Usually it is those critical of realism, including most conspicuously, but not limited to, today’s neoconservatives, who claim to be the ones who understand and practice a convergence between morality and power, and between values and interests. They tend to criticize realists for insufficiently incorporating values into an otherwise empty pursuit of power for power’s sake.

But these claims rest on unduly narrow interpretations both of values and of the effects on national interests. The values being asserted are more parochially American than is usually acknowledged. The neoconservative perspective, for example, rarely takes account of the value of justice as it usually is articulated throughout the Middle East.

This perspective also tends to limit its consideration of effects on national interests to direct, first-order (especially kinetic) effects, while failing to take adequate account of broader, longer-range, more indirect consequences.

Paying insufficient attention to foreign interests and perspectives has multiple negative consequences for U.S. interests. These consequences are no less important for being generally less readily apparent and less measurable than are the kinetic and other direct consequences that get more attention.

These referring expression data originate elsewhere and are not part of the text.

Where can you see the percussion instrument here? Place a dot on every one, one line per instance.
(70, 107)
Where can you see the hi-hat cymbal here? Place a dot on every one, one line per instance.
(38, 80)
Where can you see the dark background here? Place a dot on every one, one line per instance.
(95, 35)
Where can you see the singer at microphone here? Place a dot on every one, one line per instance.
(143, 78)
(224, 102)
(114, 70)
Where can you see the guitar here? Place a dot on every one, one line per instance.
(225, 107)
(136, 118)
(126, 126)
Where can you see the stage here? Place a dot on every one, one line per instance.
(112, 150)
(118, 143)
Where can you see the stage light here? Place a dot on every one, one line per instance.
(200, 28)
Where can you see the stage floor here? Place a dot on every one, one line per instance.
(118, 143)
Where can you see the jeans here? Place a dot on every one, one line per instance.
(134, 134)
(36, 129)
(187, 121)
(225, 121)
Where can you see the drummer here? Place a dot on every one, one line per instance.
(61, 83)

This attention gap can make it more difficult for the United States to accomplish whatever it is trying to accomplish overseas, because the support and understanding of a foreign population is needed to make a project succeed. If one is trying, for example, to establish a fairly stable representative democracy, as was the case in the Iraq War, this objective will be undermined by creating disaffection among Iraqis.

Outright resentment of the United States among foreign populations damages U.S. interests in further ways, with a resort to terrorism or other extremist violence by some subset of the resentful population being the most obvious but by no means the only such consequence.

Those bearing grudges may extend far beyond the foreigners directly affected by U.S. actions, to include many who are hundreds or thousands of miles away and learn of the actions through mass media and rumors.

Whenever populations acquire strongly negative sentiments, it necessarily affects what their governments do, even in authoritarian regimes. This means in the current instance less willingness by governments to cooperate with the United States in countless other endeavors.

Finally, the credibility of the United States usually gets damaged, especially its credibility whenever it says it is acting in other peoples’ best interests. That loss of credibility means still less willingness to cooperate on many other matters that may be important to Washington.

Often there are difficult choices or trade-offs between different practices, but this is not one of them. Morality and realism point in the same direction. The need to pay far greater heed to the interests, perceptions, objectives and sentiments of foreigners than Americans routinely do now is over-determined.

Paul R. Pillar, in his 28 years at the Central Intelligence Agency, rose to be one of the agency’s top analysts. He is now a visiting professor at Georgetown University for security studies. (This article first appeared as a blog post at The National Interest’s Web site. Reprinted with author’s permission.)